授業が始まるとハリーはスネイプを恐ろしい目に遭わせる事を想像しながら一心不乱に睨みつけていました。ムーディが見せてくれた「磔の呪文」が使えたらあの蜘蛛のようにスネイプを仰向けにして七転八倒させてやるのに。

「解毒剤!材料の準備はもう全員できているはずだな。それを注意深く煎じるのだ。それから誰か実験台になる者を選ぶ」

生徒全員を見渡して黒く冷たい目を不快げに光らせながらスネイプはこう言いました。そしてスネイプの目がハリーを捉えました。ハリーには先が読めました。スネイプは僕に毒を飲ませるつもりだ。スネイプも同じ思いでした。

ハリーを恐ろしい目に遭わせてやりたい!実験台になる者にハリーを選んでやるのだ。ハリーが毒を飲んで苦しみ七転八倒する姿を見てやるというわけです。ところがここで誰かが地下牢教室の扉を叩く音が聞こえて来ました。

入って来たのはコリン・クリービーでした。

3-3.コリン・クリービーが来て
コリンはハリーに笑いかけながらそろそろと教室に入って来て一番前にあるスネイプの机へと歩いて行きました。スネイプはぶっきらぼうに「何だ?」と訊きました。これからだというのに何しに来たというわけなんですよね。

「先生。僕ハリー・ポッターを上に連れて来るように言われました」

スネイプが見下ろすと使命に燃えたコリンの顔から笑いが吹き飛びました。スネイプは「ポッターにはあと一時間魔法薬の授業がある。ポッターは授業が終わってから上に行く」と告げました。しかしコリンはこう言いました。

「先生でもバグマンさんが呼んでます。代表選手は全員行かないといけないんです。写真を撮るんだと思います」

これに対してスネイプは「よかろう。ポッター持ち物を置いて行け。戻ってから自分の作った解毒剤を試してもらおう」と言ったのでした。つまりは何が何でもハリーには毒を飲んで貰わなければ気が済まないというわけです。

しかしコリンは「すみませんが持ち物を持って行かないといけません」と甲高い声でそう言うのです。代表選手はみんな荷物を持って行かないといけない。しかしコリンがそう言い終わらない内にスネイプはこう言ったのでした。

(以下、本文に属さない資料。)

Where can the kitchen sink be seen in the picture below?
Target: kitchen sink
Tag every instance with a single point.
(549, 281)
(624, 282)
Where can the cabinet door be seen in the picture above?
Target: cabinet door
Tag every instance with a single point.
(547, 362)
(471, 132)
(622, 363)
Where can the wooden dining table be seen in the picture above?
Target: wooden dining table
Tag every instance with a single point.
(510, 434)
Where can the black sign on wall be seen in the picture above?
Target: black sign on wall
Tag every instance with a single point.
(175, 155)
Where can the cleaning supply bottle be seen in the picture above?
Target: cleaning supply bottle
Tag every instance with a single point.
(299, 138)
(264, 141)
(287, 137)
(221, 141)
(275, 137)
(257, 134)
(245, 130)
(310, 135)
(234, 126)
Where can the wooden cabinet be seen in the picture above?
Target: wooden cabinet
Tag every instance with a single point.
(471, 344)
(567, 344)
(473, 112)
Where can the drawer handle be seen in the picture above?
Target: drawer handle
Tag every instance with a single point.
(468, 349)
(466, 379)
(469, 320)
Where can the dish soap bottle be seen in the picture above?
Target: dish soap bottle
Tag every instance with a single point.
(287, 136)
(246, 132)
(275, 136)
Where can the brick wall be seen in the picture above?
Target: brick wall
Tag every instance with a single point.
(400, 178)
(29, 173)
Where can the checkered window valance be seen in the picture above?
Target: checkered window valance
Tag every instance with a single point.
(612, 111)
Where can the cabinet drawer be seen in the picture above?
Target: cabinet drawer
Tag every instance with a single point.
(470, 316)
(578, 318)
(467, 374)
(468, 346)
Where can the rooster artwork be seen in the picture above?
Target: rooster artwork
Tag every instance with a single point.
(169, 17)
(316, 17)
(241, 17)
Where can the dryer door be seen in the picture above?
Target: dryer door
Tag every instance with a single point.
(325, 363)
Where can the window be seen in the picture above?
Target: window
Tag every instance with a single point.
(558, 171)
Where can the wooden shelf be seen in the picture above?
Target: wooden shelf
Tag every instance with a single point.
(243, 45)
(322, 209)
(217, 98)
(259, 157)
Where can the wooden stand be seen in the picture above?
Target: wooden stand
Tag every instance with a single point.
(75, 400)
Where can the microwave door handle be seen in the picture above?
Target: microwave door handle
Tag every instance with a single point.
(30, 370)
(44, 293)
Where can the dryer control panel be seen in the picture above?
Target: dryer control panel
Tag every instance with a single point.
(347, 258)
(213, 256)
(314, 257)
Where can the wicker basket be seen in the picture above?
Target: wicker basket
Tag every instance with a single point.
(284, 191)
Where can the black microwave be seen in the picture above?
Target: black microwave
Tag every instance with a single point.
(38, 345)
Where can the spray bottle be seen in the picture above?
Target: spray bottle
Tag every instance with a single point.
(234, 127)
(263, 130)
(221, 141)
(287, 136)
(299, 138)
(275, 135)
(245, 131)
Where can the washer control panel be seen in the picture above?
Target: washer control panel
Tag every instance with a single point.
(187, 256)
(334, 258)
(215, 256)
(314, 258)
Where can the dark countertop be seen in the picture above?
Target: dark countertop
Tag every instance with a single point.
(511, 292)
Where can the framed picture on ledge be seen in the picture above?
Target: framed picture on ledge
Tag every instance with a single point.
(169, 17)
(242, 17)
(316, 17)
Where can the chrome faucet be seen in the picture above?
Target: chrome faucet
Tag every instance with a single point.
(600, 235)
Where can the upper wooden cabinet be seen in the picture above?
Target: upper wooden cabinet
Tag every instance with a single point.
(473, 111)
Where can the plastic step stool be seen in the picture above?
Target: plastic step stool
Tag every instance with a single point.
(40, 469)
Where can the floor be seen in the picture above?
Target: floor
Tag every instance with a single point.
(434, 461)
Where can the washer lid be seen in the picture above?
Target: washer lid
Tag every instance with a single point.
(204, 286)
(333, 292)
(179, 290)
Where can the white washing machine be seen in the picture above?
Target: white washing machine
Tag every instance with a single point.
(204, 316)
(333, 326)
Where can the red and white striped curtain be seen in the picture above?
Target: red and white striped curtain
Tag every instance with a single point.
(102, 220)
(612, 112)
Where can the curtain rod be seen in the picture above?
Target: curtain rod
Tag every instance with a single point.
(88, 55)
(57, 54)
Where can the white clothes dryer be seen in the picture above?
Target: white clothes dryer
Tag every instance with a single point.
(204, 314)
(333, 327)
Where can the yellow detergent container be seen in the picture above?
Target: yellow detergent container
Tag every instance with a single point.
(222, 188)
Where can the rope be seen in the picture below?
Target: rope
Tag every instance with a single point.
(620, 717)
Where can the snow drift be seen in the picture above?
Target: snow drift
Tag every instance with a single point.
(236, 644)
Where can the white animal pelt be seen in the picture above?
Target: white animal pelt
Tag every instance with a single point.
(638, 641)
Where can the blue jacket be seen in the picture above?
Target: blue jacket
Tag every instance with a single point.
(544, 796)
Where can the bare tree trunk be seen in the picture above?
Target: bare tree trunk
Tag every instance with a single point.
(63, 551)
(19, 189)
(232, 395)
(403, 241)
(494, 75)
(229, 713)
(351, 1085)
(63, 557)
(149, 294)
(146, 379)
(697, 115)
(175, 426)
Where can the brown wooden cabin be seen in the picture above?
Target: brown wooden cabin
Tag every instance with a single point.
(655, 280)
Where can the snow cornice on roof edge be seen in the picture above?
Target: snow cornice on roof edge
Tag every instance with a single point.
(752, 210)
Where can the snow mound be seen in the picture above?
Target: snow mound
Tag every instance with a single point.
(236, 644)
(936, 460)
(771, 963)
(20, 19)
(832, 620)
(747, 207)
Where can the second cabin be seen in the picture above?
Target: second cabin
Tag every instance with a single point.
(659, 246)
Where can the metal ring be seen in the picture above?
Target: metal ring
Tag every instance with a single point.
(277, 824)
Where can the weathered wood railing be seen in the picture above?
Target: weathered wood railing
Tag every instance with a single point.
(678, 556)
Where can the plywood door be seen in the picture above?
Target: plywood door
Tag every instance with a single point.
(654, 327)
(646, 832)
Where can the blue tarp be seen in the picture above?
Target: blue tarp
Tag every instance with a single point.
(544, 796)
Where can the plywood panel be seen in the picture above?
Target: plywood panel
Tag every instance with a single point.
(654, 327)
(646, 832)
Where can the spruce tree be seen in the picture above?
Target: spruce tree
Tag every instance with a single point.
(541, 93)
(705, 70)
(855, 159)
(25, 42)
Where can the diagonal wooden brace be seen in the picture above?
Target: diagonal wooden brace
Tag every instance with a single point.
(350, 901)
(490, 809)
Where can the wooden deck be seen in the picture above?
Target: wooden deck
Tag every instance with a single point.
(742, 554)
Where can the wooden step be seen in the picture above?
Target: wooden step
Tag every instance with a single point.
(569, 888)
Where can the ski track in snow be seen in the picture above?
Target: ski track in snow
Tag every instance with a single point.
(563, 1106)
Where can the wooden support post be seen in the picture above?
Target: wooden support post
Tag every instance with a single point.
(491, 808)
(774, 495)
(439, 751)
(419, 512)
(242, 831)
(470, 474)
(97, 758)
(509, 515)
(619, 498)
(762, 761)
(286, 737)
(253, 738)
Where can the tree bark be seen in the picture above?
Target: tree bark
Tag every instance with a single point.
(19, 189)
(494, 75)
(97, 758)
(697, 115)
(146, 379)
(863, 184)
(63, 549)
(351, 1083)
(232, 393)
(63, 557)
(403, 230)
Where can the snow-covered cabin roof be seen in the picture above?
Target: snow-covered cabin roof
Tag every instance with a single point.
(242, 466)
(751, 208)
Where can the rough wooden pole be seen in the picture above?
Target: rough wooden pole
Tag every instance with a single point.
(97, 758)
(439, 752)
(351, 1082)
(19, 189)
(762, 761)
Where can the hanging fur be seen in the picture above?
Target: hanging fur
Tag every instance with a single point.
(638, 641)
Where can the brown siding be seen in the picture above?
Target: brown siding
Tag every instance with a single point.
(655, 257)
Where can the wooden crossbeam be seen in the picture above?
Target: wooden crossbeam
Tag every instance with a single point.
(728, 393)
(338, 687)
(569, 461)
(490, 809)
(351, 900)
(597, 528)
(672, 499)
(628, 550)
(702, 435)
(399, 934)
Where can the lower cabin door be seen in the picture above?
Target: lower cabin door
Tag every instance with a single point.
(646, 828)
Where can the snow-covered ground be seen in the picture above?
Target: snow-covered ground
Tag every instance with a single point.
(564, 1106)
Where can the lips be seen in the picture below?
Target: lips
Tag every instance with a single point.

「よかろう!ポッターカバンを持ってとっとと我輩の目の前から消えろ!」

ハリーはカバンを放り上げるようにして肩にかけると席を立ち扉に向かいました。スリザリン生の座っている所を通り過ぎると「汚いぞポッター」の光が四方八方から飛んで来ました。こうしてハリーは地下牢教室を出て・・・

一触即発の危機を脱したのでした。ハリーが向かった先で行われたのは杖職人のオリバンダー翁による「杖調べ」の儀式でした。

今日の最後に
ドラコ・マルフォイの放った呪文でハーマイオニーの歯が喉元を過ぎるほどに伸びてしまったというのにスネイプは「いつもと変わりない」と言い放ちました。そしてハリーとロンの2人に居残り罰を言い渡したというわけです。

それはハリーにロンとハーマイオニーの3人は先学期末にシリウスに復讐をする絶好のチャンスを邪魔されたという出来事があったからだと私はそう思いますね。実はあの時からまだ5カ月あまりしか経っていないんですよね。

スネイプはハリーたちに罰則を課すチャンスを他の誰よりも待ち望んでいたというわけです。スネイプにしてみればマルフォイには感謝こそすれ罰則を課すなんてとんでもない。この機会を与えてくれて有り難いというわけです。

マルフォイの挑発に乗ってしまったハリーのほうが不用意だったというわけなんですよね。